Primeiro capítulo de Inocência, de Visconde de Taunay.

Citação

A citação é o caso tradicional de intertextualidade explícita – trechos do texto externo que são incluídos no texto presente. Comum em textos científicos, acadêmicos, técnicos, enfim, nas modalidades objetivas de comunicação escrita, consiste na apresentação de um trecho de um texto anterior, destacado e creditado como tal, com referência bibliográfica.

Nas artes, também surge, com a liberdade de não apresentar a indicação completa da origem, como pode ser visto na música “O Estrangeiro” de Caetano Veloso.

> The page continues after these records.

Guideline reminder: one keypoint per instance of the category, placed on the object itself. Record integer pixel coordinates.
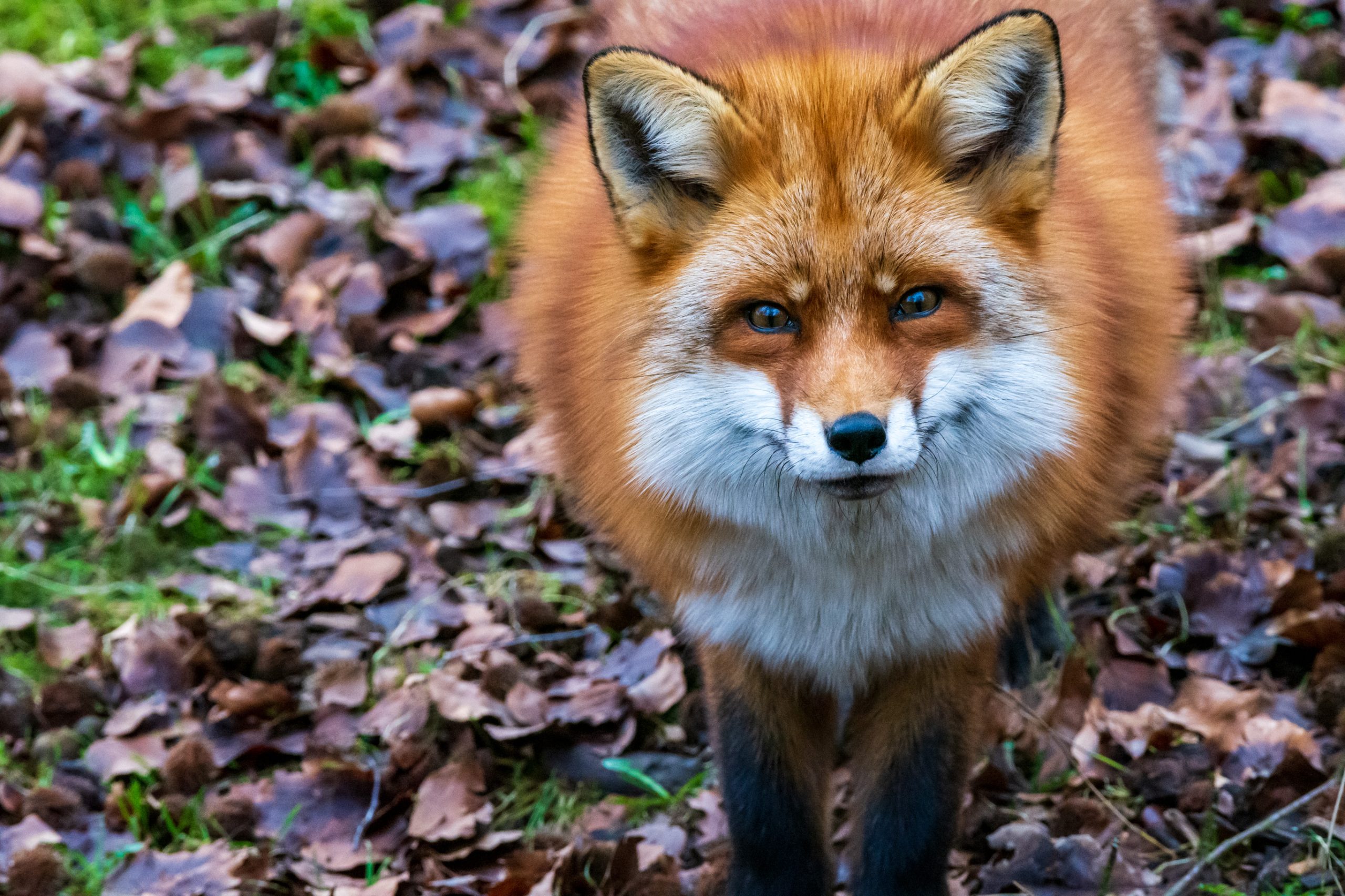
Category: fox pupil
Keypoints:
(918, 303)
(769, 318)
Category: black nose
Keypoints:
(857, 436)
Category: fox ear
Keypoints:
(996, 102)
(659, 136)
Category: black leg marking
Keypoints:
(911, 821)
(779, 847)
(1016, 654)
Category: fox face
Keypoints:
(849, 300)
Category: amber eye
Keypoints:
(770, 318)
(918, 303)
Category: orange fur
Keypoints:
(1102, 252)
(827, 186)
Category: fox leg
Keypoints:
(911, 741)
(775, 746)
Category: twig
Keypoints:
(525, 41)
(1215, 855)
(1267, 407)
(1068, 750)
(373, 805)
(1336, 815)
(515, 642)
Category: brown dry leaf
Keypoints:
(460, 701)
(263, 329)
(316, 813)
(599, 704)
(151, 655)
(20, 205)
(399, 716)
(113, 756)
(66, 646)
(1312, 224)
(286, 245)
(35, 360)
(441, 405)
(164, 302)
(17, 839)
(662, 689)
(1307, 113)
(179, 176)
(23, 82)
(210, 871)
(715, 822)
(1208, 245)
(451, 804)
(361, 578)
(344, 682)
(251, 699)
(335, 425)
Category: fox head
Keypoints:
(844, 262)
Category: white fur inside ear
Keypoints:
(676, 119)
(1000, 90)
(656, 126)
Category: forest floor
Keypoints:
(288, 602)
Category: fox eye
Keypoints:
(770, 318)
(918, 303)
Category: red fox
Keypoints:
(852, 320)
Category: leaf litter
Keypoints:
(251, 307)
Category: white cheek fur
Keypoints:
(834, 588)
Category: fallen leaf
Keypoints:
(210, 871)
(264, 330)
(20, 205)
(452, 802)
(66, 646)
(361, 578)
(164, 302)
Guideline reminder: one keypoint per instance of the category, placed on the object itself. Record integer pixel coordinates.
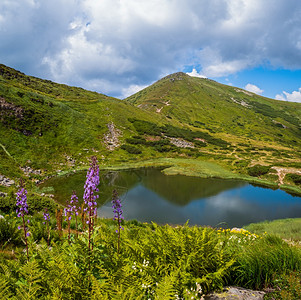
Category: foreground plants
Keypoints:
(154, 262)
(148, 262)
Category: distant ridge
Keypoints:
(52, 127)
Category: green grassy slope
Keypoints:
(209, 105)
(47, 125)
(52, 127)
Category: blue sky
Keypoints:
(117, 47)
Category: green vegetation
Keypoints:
(295, 178)
(258, 170)
(154, 262)
(49, 128)
(285, 229)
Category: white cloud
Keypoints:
(295, 96)
(194, 73)
(131, 90)
(253, 88)
(120, 44)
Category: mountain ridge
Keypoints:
(53, 127)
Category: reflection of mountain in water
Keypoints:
(181, 190)
(177, 189)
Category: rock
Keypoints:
(235, 293)
(111, 139)
(6, 181)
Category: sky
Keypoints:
(117, 47)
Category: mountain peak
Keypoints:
(175, 76)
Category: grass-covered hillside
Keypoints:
(48, 127)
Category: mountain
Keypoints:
(46, 127)
(217, 108)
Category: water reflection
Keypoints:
(148, 195)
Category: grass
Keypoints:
(48, 125)
(289, 229)
(155, 262)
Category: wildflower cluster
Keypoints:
(22, 207)
(71, 208)
(193, 293)
(46, 216)
(116, 205)
(47, 220)
(22, 210)
(236, 236)
(91, 184)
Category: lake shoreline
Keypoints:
(188, 167)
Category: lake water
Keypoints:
(148, 195)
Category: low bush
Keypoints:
(9, 232)
(295, 178)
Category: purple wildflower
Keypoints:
(91, 184)
(22, 210)
(116, 205)
(46, 216)
(47, 220)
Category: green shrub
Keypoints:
(258, 170)
(9, 232)
(8, 203)
(257, 263)
(295, 178)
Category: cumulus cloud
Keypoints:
(295, 96)
(111, 45)
(194, 73)
(131, 90)
(253, 88)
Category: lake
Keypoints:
(149, 195)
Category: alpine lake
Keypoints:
(150, 196)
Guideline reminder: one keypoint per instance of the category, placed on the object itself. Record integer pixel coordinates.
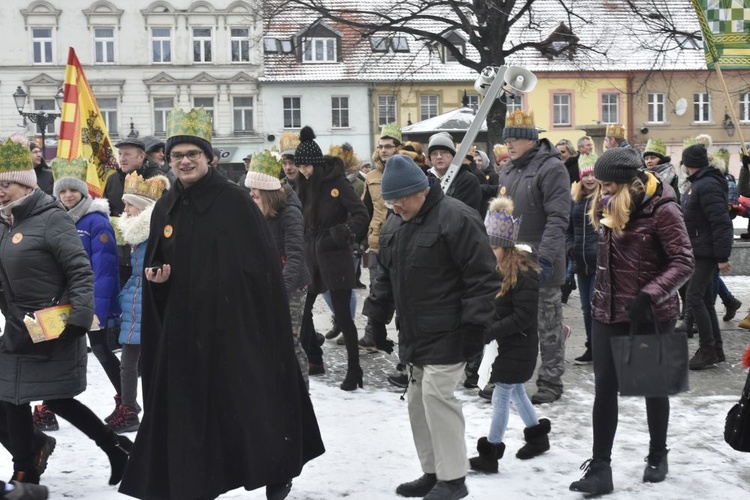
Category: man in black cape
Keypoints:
(225, 405)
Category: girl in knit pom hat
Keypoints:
(334, 218)
(644, 256)
(514, 327)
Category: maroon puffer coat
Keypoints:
(653, 255)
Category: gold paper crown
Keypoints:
(150, 188)
(288, 143)
(196, 123)
(77, 168)
(616, 130)
(519, 119)
(14, 157)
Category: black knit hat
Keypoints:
(695, 156)
(308, 152)
(618, 165)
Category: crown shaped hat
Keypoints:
(391, 130)
(148, 188)
(520, 125)
(655, 147)
(288, 143)
(502, 227)
(264, 171)
(616, 130)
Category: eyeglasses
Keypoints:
(191, 155)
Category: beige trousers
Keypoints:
(437, 420)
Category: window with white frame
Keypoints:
(292, 112)
(243, 115)
(240, 42)
(42, 44)
(745, 107)
(162, 108)
(108, 109)
(656, 107)
(202, 45)
(340, 112)
(610, 107)
(561, 110)
(319, 50)
(45, 105)
(428, 106)
(161, 45)
(386, 109)
(701, 107)
(104, 45)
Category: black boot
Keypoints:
(448, 490)
(417, 488)
(537, 440)
(597, 478)
(353, 378)
(489, 454)
(656, 467)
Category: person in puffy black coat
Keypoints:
(514, 327)
(334, 218)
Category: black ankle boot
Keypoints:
(417, 488)
(489, 454)
(597, 478)
(353, 378)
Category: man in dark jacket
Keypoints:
(438, 275)
(710, 228)
(224, 401)
(538, 183)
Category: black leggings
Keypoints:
(605, 412)
(105, 356)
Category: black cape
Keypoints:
(224, 401)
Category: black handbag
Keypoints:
(737, 426)
(651, 365)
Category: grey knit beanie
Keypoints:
(618, 165)
(402, 177)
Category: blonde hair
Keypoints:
(617, 211)
(512, 262)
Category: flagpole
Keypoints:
(732, 114)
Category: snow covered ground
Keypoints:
(370, 450)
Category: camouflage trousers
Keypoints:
(551, 340)
(296, 309)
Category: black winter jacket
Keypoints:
(706, 216)
(438, 274)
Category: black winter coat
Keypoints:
(438, 274)
(514, 326)
(224, 401)
(329, 206)
(43, 263)
(706, 216)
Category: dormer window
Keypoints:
(319, 50)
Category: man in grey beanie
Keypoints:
(437, 274)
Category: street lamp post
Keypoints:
(40, 118)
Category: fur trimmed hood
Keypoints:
(135, 229)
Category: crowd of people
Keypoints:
(472, 265)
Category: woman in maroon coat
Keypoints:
(644, 256)
(335, 218)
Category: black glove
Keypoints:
(340, 234)
(641, 309)
(545, 270)
(72, 332)
(380, 337)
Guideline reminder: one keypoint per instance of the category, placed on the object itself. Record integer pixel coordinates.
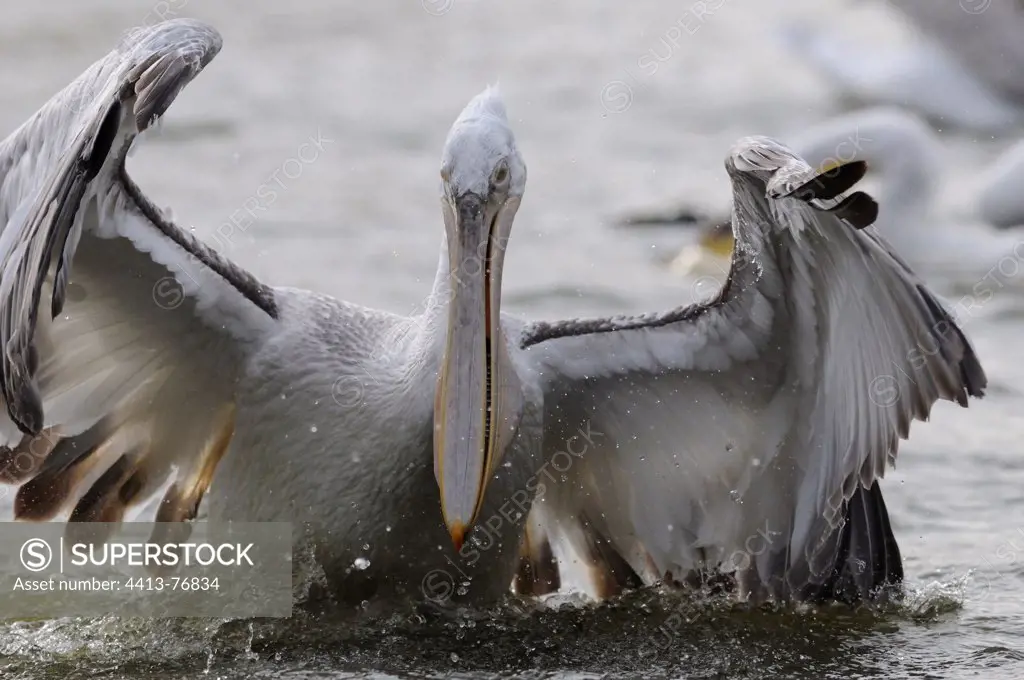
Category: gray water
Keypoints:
(380, 82)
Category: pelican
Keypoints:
(137, 359)
(905, 157)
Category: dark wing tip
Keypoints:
(858, 210)
(830, 183)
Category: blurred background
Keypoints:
(623, 112)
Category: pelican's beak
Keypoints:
(467, 408)
(717, 241)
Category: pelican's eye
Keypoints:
(501, 174)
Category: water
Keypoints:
(379, 86)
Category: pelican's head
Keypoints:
(482, 181)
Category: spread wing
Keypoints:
(748, 434)
(123, 336)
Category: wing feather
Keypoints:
(741, 434)
(116, 389)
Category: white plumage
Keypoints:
(138, 358)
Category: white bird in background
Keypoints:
(929, 77)
(904, 157)
(982, 36)
(768, 414)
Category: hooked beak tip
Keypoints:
(458, 533)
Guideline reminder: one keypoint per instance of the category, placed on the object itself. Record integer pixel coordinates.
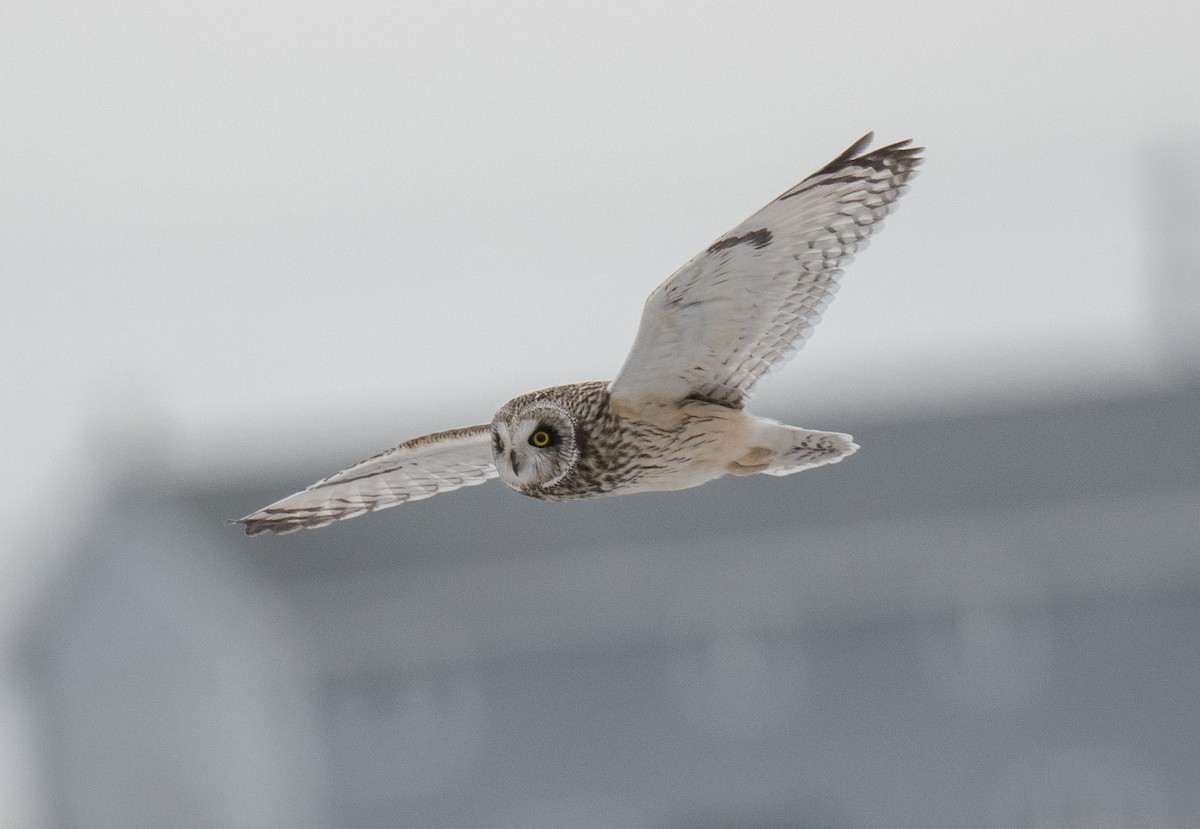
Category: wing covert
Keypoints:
(747, 302)
(413, 470)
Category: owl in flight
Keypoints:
(675, 416)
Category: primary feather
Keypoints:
(744, 305)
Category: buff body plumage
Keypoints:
(675, 416)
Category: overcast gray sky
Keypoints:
(269, 224)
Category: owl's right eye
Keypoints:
(543, 438)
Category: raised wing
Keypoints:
(743, 306)
(415, 469)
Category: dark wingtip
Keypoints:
(251, 526)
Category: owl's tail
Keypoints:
(777, 449)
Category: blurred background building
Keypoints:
(243, 246)
(979, 620)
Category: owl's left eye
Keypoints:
(541, 438)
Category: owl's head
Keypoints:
(534, 445)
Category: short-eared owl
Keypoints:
(675, 416)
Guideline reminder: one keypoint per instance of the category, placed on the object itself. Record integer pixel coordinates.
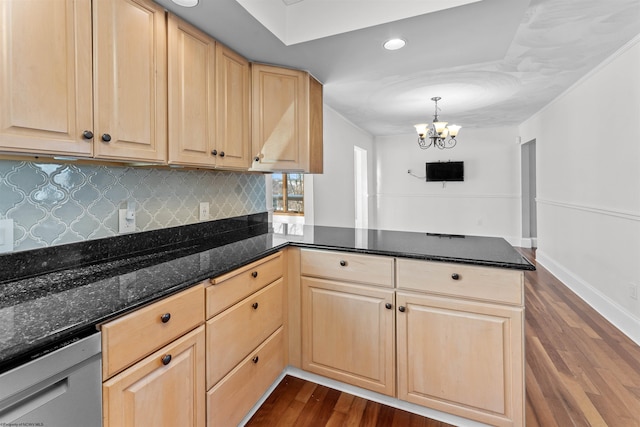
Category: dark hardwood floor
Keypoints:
(580, 371)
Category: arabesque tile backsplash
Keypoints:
(53, 204)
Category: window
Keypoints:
(288, 193)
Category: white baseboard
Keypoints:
(610, 310)
(365, 394)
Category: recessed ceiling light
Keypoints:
(186, 3)
(394, 44)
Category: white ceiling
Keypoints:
(493, 62)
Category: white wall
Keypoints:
(334, 190)
(588, 162)
(487, 202)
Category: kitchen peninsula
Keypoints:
(56, 295)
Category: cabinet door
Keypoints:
(461, 357)
(280, 110)
(192, 120)
(151, 393)
(233, 99)
(348, 333)
(232, 397)
(45, 76)
(130, 72)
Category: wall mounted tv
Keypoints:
(445, 171)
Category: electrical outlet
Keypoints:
(126, 225)
(204, 261)
(204, 211)
(6, 235)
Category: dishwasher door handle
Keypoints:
(32, 399)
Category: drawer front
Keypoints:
(234, 333)
(232, 398)
(230, 288)
(157, 392)
(370, 269)
(478, 283)
(135, 335)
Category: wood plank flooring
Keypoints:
(580, 371)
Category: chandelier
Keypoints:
(437, 132)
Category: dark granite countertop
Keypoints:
(50, 297)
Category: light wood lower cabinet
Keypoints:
(165, 389)
(245, 338)
(162, 347)
(236, 332)
(455, 336)
(348, 333)
(231, 398)
(461, 357)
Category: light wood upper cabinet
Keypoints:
(192, 118)
(46, 76)
(286, 120)
(208, 101)
(233, 98)
(55, 84)
(130, 72)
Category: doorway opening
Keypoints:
(361, 187)
(529, 206)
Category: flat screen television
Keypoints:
(445, 171)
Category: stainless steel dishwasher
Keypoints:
(60, 389)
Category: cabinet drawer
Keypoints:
(133, 336)
(479, 283)
(230, 400)
(157, 392)
(232, 287)
(370, 269)
(234, 333)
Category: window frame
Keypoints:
(285, 197)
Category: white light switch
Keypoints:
(204, 211)
(126, 225)
(6, 235)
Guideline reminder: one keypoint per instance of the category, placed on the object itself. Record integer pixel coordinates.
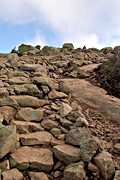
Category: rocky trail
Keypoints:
(54, 123)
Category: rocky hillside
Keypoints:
(56, 122)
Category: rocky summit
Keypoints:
(56, 120)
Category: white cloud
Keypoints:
(37, 40)
(91, 22)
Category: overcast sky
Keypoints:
(94, 23)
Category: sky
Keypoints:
(94, 23)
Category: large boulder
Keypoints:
(106, 165)
(108, 75)
(67, 47)
(23, 48)
(40, 159)
(7, 139)
(82, 138)
(49, 50)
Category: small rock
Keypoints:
(49, 124)
(18, 80)
(4, 165)
(93, 168)
(55, 132)
(1, 118)
(117, 175)
(57, 174)
(81, 122)
(46, 82)
(117, 148)
(65, 109)
(67, 153)
(55, 94)
(28, 67)
(64, 88)
(12, 57)
(27, 101)
(38, 176)
(106, 165)
(8, 101)
(3, 92)
(27, 127)
(12, 174)
(74, 171)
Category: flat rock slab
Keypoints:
(27, 127)
(67, 153)
(29, 114)
(19, 80)
(29, 101)
(40, 159)
(28, 67)
(95, 97)
(37, 138)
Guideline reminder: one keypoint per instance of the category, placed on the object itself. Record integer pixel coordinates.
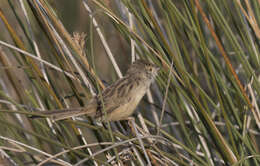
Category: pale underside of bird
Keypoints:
(119, 100)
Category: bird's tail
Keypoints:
(61, 114)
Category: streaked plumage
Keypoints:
(119, 99)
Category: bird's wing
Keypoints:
(114, 96)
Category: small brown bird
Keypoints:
(119, 100)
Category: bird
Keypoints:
(116, 102)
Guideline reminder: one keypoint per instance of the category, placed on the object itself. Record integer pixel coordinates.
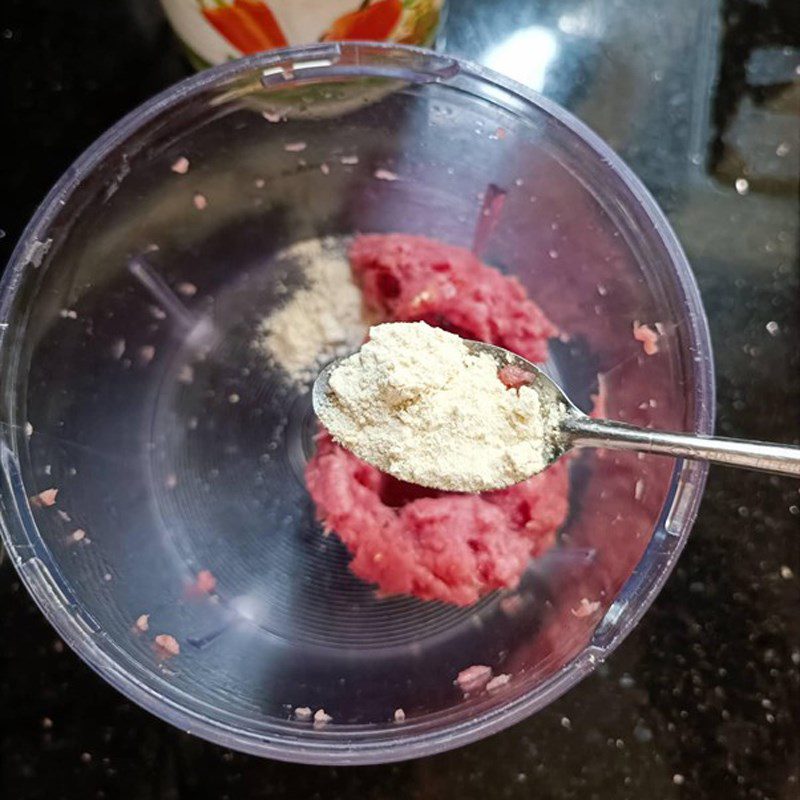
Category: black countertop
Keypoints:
(702, 98)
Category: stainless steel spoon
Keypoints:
(579, 430)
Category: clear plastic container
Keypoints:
(121, 280)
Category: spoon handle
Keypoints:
(778, 458)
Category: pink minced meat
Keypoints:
(406, 539)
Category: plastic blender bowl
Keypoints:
(131, 385)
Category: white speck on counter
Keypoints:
(647, 336)
(474, 678)
(117, 349)
(186, 374)
(321, 718)
(187, 289)
(146, 354)
(181, 166)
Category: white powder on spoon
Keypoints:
(416, 403)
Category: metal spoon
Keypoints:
(579, 430)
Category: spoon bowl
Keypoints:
(577, 429)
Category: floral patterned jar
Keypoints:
(219, 30)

Nas citações, o aspecto mais importante é o crédito ao autor – a ideia é utilizar as ideias ou defesas de outrem para reforçar um ponto de vista próprio.

O pintor Paul Gauguin amou a luz da Baía de Guanabara
O compositor Cole Porter adorou as luzes na noite dela
A Baía de Guanabara
O antropólogo Claude Levy-Strauss detestou a Baía de Guanabara:
Pareceu-lhe uma boca banguela.
E eu, menos a conhecera, mais a amara?
Sou cego de tanto vê-la, de tanto tê-la estrela
O que é uma coisa bela?” (…)

Trecho de “O Estrangeiro”, de Caetano Veloso

Paráfrase

A paráfrase retoma uma ideia ou conceito com reprodução semelhante da utilizada originalmente, mas com diferenças de estilo ou de contexto, com o intuito de fazer com que o público possa recuperar a informação original.

O termo em si é derivado do latim paraphrasis, com referências ao grego antigo, cujo significado é “maneira adicional de expressar-se”. O intuito da paráfrase é exatamente esse: ao invés de pura e simplesmente apropriar-se do discurso de outra obra, o autor reelabora o discurso com seu próprio estilo, com o objetivo de referir a obra original, mas também incluir informações novas ou complementares.

Alusão

A alusão consiste no estabelecimento do diálogo com outro texto por meio de uma sugestão – para quem é fã de filmes de Hollywood, é possível identificar ocorrências de alusões a todo momento. Diretores como Quentin Tarantino se tornaram famosos com alusões (embora também usem de citações, paráfrases e outros recursos) a outras obras, momentos da humanidade, propagandas, costumes de determinadas épocas e muito mais.

Em Pulp Fiction: Tempo de Violência, por exemplo, Tarantino aproveitou o ator John Travolta e fez, no filme, alusões claras a outros sucessos do próprio ator, tais como Grease, nos Tempos da Brilhantina e Nos Embalos de Sábado à Noite.

A alusão nunca declara ou aponta diretamente a referência e confia na bagagem cultural da própria audiência para que as referências à obra aludida sejam detectadas.

Referência

Convenciona-se considerar a referência uma menção mais óbvia, que não chega a ser uma citação, mas é muito claramente ligada a uma obra anterior. É bastante usada em textos acadêmicos e científicos, quando o claro objetivo é dar o crédito a uma obra usada para consulta, mas sem recorrer a uma simples inclusão de um excerto.

Contudo, na literatura a referência é igualmente possível. Por exemplo, mencionar o título de um romance ou o nome de algum personagem célebre de outro autor em sua obra: no conto “Missa do Galo”, de Machado de Assis, por exemplo, o narrador cita sua leitura de Os Três Mosqueteiros de Alexandre Dumas.

“Tinha comigo um romance, Os Três Mosqueteiros, velha tradução creio do Jornal do Comércio. Sentei-me à mesa que havia no centro da sala, e à luz de um candeeiro de querosene, enquanto a casa dormia, trepei ainda uma vez ao cavalo magro de D’Artagnan e fui-me às aventuras. Dentro em pouco estava completamente ébrio de Dumas”

Trecho de Missa do Galo, obra de Machado de Assis.

Referências:

  • STAM, Robert. Bakhtin: Da Teoria Literária à Cultura de Massa. São Paulo: Ática,
    2000. (Série Temas Literatura e Sociedade, v.20).